Regular Expressions vs Parser Combinators in OCaml
Table of Contents
After witnessing the outstanding results demonstrated by Attoparsec library I was intrigued to compare the two approaches in OCaml.
The original problem I had to solve can be formulated as:
Given a short (less than 256 bytes) string of ASCII characters replace any contiguous sequence of any of
/:\ .(),'"characters by_.
It is not a completely fare comparison, because in Haskell version I had to
write my own implementation of replaceAll function, while all the libraries I
compare against in OCaml already have that out of the box.
The contenders from the regular expression camp were re, re2, and pcre. And while the latter two are wrappers for Google's re2 and the venerable pcre libraries, the former one is pure OCaml.
I can't help but mention the excellent intro documentation for pcre and the
lack of thereof for re2. It took me a while to figure out how to actually use
it. And the relatively poor results it demonstrated may be due to my lack of
understanding how to use it properly.
From the parser combinators camp I chose angstrom which seem to be heavily inspired by Attoparsec library.
Implementation details
The code that uses regular expressions is the very definition of
straightforwardness. The code for each library in encapsulated in a separate
module. All three pre-compile the regular expression and wrap library-specific
replace_all equivalent:
module LibRe : Benchmarkable = struct let re = Re.compile @@ Re.Pcre.re "[/:\\\\. (),'\"]+" let replace_all = Re.replace_string re ~by:"_" end module LibRe2 : Benchmarkable = struct let re = Re2.create_exn "[/:\\\\. (),'\"]+" let replace_all = Re2.rewrite_exn re ~template:"_" end module LibPcre : Benchmarkable = struct let re = Pcre.regexp "[/:\\\\. (),'\"]+" let replace_all s = Pcre.replace ~rex:re ~templ:"_" s end
where Benchmarkable is a module signature that exposes only one function:
module type Benchmarkable = sig val replace_all : string -> string end
Angstrom-related code is slightly more involved. It defines two parsers good
and bad and then combines them using sep_by1 combinator.
module LibAngstrom : Benchmarkable = struct open Angstrom let is_escape_char = function | '/' | ':' | '\\' | '.' | ' ' | '(' | ')' | ',' | '"' | '\'' -> true | _ -> false (* "good" parser consumes any number of characters till it hits one of the escape characters *) let good = take_till is_escape_char (* while "bad" parser consumes one or more escape characters *) let bad = take_while1 is_escape_char (* and the final parser is a combination of "good" and "bad" parsers combined by `sep_by1` combinator that must consume characters till the end of the input *) let p = sep_by1 bad good <* end_of_input let replace_all s = match parse_string p s with | Result.Ok xs -> String.concat "_" xs | Result.Error msg -> failwith msg end
Results and conclusion
I used the excellent core_bench library for running the benchmarks.
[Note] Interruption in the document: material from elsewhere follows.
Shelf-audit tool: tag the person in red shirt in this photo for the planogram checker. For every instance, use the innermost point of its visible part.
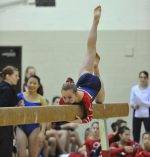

Although
documentation is scarce at best, there is a thorough blog post that details the
motivation and implementation of the library.
Name Time/Run mWd/Run mjWd/Run Prom/Run --------- ---------- ------------ ----------- ----------- Re 4.18ms 942.30kw 177.06w 177.06w Pcre 5.89ms 1_668.67kw 3_526.08w 3_526.08w Re2 8.37ms 14.40kw 0.63w 0.63w Angstrom 4.81ms 1_294.75kw 2_004.67w 2_004.67w
There are a couple of surprises here. Surprise #1 is how well re did.  I
would have never expected a natively-implemented regular expression library to
outperform C-wrappers. Surprise #2 is re2. While it allocates minuscule
amount of memory and thus may be a plausible choice for some applications,
seeing it among outsiders in run time was unexpected.
Oh, and Angstrom did great. Easy to use, fast, concise… maybe a bit lacking
in terms of documentation, but reading through the mli file and examples was
enough to get started.
The source code of the benchmark is available on GitHub. Pull requests are more than welcome.